Prime Minister Justin Trudeau was excluded from a new economic Indo-Pacific pact by US President Joe Biden intended to counter China’s domination of the region.
Despite being a pacific power, a dozen major and developing countries participated in the Indo-Pacific Economic Framework for Prosperity without Canada. Participants included the US, Australia, India, Japan, South Korea, Indonesia, Vietnam and others.
“The future of the 21st-century economy is going to be largely written in the Indo-Pacific, in our region,” said Biden.
“The nations represented here today and those who will join this framework in the future are signing up to work toward an economic vision that will deliver for all our people.”
Commerce Secretary Gina Raimondo called the pact the “most significant” for Pacific nations.
“It is by any count the most significant international economic engagement that the United States has ever had in this region,” said Raimondo.
To save face, the prime minister claimed that Canada does not need nuclear submarines, so it isn’t interested in joining the group.
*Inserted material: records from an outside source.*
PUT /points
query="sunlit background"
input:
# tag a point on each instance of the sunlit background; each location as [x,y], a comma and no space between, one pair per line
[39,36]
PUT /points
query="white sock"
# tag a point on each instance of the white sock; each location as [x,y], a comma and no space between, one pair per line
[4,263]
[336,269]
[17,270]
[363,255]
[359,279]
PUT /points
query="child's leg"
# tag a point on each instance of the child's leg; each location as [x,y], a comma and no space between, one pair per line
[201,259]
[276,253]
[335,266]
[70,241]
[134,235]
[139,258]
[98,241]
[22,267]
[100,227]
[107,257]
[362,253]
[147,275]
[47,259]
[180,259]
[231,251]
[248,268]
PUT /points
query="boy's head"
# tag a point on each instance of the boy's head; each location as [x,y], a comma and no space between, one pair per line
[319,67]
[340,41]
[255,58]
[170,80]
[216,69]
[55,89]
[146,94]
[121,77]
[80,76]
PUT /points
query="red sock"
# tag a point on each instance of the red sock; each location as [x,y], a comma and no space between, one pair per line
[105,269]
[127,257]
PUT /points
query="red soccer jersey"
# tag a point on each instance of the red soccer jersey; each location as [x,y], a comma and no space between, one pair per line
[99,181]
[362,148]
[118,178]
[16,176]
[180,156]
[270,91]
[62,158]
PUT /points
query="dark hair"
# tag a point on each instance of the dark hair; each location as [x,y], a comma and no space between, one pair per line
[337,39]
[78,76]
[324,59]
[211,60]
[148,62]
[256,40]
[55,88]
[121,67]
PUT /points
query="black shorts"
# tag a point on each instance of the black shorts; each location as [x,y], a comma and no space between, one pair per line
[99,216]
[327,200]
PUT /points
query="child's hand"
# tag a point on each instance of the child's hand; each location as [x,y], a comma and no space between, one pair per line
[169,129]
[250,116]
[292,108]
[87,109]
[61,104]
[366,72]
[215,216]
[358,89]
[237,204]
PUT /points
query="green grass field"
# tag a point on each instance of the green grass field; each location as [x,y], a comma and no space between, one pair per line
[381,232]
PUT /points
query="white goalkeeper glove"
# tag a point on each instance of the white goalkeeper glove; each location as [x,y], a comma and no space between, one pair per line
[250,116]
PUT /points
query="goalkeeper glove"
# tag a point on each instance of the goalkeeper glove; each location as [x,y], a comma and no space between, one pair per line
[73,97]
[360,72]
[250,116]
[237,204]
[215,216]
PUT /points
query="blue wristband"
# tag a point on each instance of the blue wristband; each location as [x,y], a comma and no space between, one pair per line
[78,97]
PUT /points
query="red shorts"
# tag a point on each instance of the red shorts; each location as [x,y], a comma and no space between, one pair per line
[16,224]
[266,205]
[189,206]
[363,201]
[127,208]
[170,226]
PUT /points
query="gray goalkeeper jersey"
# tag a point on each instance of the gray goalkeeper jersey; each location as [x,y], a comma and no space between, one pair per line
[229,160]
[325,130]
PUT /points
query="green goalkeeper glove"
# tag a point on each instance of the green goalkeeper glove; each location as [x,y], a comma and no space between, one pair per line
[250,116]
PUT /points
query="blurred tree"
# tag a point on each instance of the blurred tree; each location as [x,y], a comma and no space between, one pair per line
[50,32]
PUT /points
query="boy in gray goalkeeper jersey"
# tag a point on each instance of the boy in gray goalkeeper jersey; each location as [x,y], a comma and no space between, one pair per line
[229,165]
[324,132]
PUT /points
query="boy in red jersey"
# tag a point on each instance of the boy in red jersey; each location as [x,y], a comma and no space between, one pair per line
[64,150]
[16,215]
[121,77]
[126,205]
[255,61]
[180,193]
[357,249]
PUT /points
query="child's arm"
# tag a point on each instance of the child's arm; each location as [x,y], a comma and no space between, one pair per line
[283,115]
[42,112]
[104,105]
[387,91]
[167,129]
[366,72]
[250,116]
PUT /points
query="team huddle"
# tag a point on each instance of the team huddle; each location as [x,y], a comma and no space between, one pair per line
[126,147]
However, now that Canada has been left out of yet another international pact, questions remain about why Canada is not seen as a serious partner.
“This is a deal for nuclear submarines, which Canada is not currently or anytime soon in the market for,” said Trudeau.
During a G20 meeting in 2021, Trudeau was personally snubbed by another world leader after Brazilian President Jair Bolsonaro initially turned down a handshake offer from the prime minister.